Even without knowing the science of phytic acid and lectins, they removed the phytic acid through fermentation, and removed toxic lectins in the germ and bran of the rye grain by sifting out the germ and the bran completely. It is likely then that the safe consumption of our most common grains similar to rye, like wheat, kamut, spelt, and barley involve a substantial or complete removal of the bran and the germ. The high Alpine natives produced a sourdough rye bread in large batches, which included a four-and-a-half-hour hand mixing time.
While the people in the Loetschental Valley baked their bread once per month, a more ancient recipe was based upon only one single communal bread baking per year. That means for the rest of the year the bread aged while it was hung on walls. There is evidence that aging grains under certain conditions removes phytic acid and it may also further degrade other grain toxins.
When considering healthy grain consumption we often overlook the importance of the other foods eaten with the grains. How healthy a grain is to eat for the health of your teeth depends on how much phytic acid and other toxins the grain has as well as how much or how little calcium is in your diet. The Swiss natives who enjoyed near total immunity to tooth decay understood this principle and combined their rye bread consumption with cheese and milk in the same meal.
This food combining of calcium-rich cheese and milk, and vitamin C-rich dairy products protected them against any residual grain toxins left in their bread not destroyed by milling, fermentation, sifting, baking and aging. The secret to the healthy Loetschental Valley people is their preparation methods which produced grains low in toxins, as well as their consumption of grains in combination with dairy products which were high in calcium, phosphorous, and fat-soluble vitamins.
Wheat and dairy products eaten together is not just seen in the high Alpine villages.
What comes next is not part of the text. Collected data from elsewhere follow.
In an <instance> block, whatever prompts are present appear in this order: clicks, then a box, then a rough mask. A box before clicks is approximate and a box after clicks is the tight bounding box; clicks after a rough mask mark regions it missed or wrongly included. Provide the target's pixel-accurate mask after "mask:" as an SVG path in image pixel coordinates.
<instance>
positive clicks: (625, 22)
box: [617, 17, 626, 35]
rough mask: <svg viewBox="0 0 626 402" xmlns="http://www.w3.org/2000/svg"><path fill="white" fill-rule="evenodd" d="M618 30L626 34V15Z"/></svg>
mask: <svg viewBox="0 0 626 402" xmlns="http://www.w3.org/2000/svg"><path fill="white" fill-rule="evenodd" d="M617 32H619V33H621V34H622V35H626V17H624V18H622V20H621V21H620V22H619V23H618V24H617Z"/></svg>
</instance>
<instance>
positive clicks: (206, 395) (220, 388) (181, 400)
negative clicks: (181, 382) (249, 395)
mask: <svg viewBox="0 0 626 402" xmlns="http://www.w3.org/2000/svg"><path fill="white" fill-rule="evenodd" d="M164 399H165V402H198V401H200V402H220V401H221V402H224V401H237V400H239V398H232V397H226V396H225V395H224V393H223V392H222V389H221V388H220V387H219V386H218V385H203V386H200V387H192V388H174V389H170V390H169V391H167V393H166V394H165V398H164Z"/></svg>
In Africa a traditional dish made from wheat known as kishk involves a laborious process to make the wheat safe to eat. First the wheat is boiled, dried, and then ground. The bran is completely removed as in the case of the Loetschental rye preparation. Milk is soured in a separate vessel, and then milk and bran-free wheat are soured together for 24-48 hours, and finally dried for storage.
Ancient beer recipes do use the bran and germ of grains. Ancient beer is a fermentation method that extracts the good vitamins from the bran and the germ without exposing the beer drinker to the grain toxins. Unfortunately modern commercially brewed beers can cause cavities.